Businesses in 103 Metropolitan Statistical Areas (MSAs) representing 20% of the total civilian labor force would be ineligible to hire new ‘W’ guest workers if the Senate Gang of Eight’s immigration bill (S.744) were passed today. Regulations in the bill prevent businesses from hiring guest workers if the unemployment rate in their MSA is higher than 8.5%, absent special consideration by the commissioner of the soon-to-be-created Bureau of Immigration and Labor Market Research. MSAs with higher than 8.5% unemployment include Los Angeles, Chicago, Detroit, Sacramento, and Las Vegas. Businesses in areas of high unemployment looking to hire guest workers would be out of luck unless they followed government-specified recruiting activities, or if the commissioner declared a shortage in the occupation of interest or chose to make additional positions available.

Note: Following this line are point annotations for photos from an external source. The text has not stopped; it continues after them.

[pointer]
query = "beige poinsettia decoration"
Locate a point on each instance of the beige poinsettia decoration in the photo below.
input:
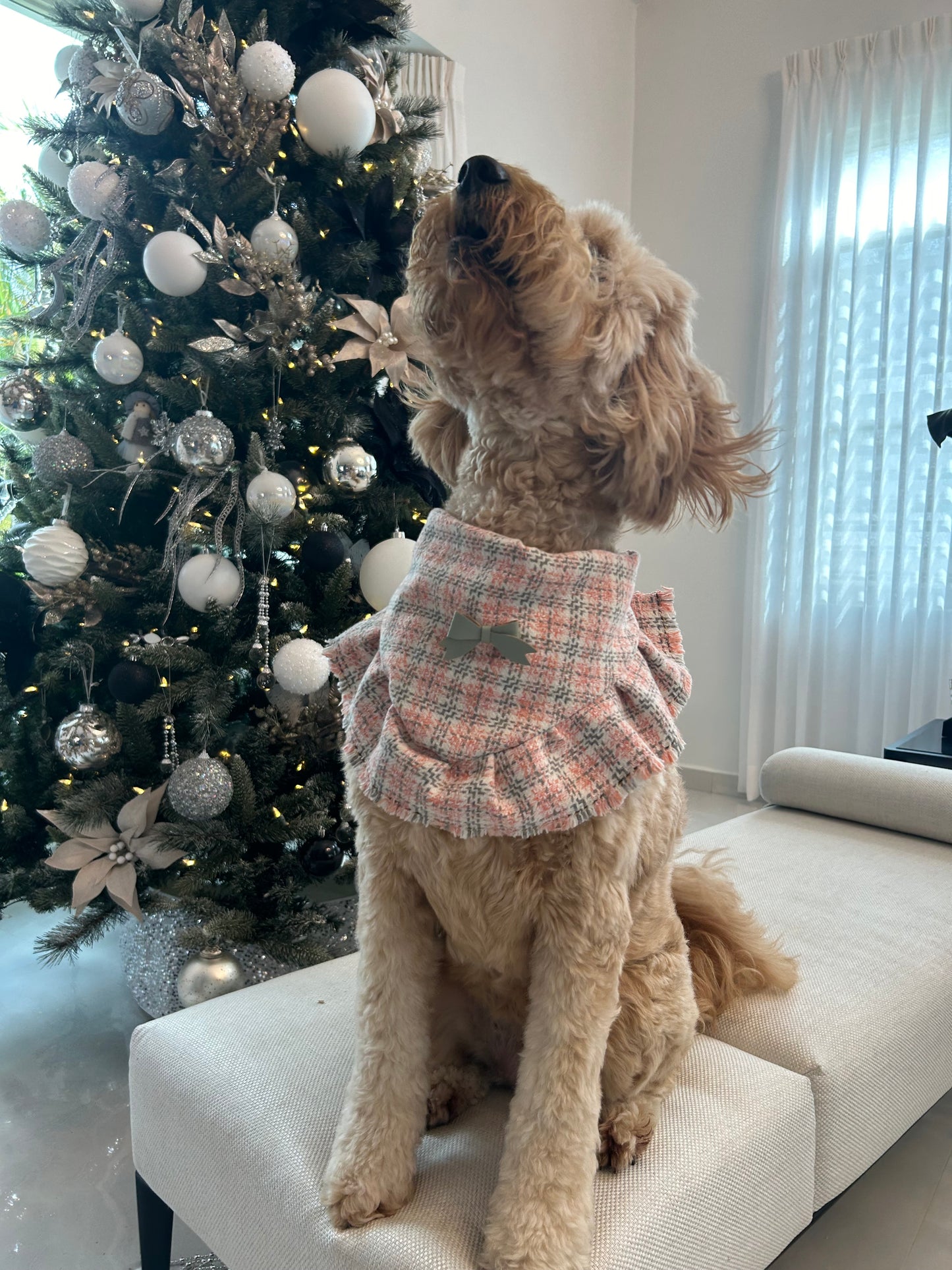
(386, 342)
(105, 857)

Nine MSAs with census populations of more than one million people had unemployment rates higher than 8.5% in March 2013. (All unemployment rates displayed are seasonally adjusted.)

Table 1 - MSA

Fourteen MSAs in March 2013 with civilian labor forces containing over 200,000 people would need their unemployment rates to drop by more than one percentage point before they would be eligible to hire ‘W’ guest workers. Even if the economy recovers quicker than expected, those fourteen MSAs – representing 12.7 million civilian workers – would have a much longer wait than the rest of the country before they could hire guest workers.

Table 2 - MSA

California would be especially hard hit by the restriction. It had eighteen MSAs with unemployment rates above 8.5% in March 2013. Those eighteen MSAs represent a combined civilian labor force of 12.2 million, out of California’s 18.6 million total labor force. In other words, businesses in areas covering 66% of California’s working population would be ineligible to hire guest workers under the new immigration law absent special consideration by the new commissioner.

By including the restriction on MSAs with greater than 8.5% unemployment, the Senate bill would create a brand new interest group that would spend time and resources lobbying the Commissioner of the Bureau of Immigration and Labor Market Research to raise the cap on ‘W’ guest worker visas. Those MSAs ineligible for hiring guest workers represent 31.2 million civilian workers – more than 20% of the total labor force. Restricting the ability of businesses to hire workers who they’ll probably obtain visas for anyway is unnecessary and will add to rent seeking in Washington D.C. And since the evidence that immigrants negatively affect wages of native-born workers is mixed, the arbitrary 8.5% limit seems like more of a burden than a useful measure. Eliminating the 8.5% unemployment rate condition would allow the labor market to function much more efficiently.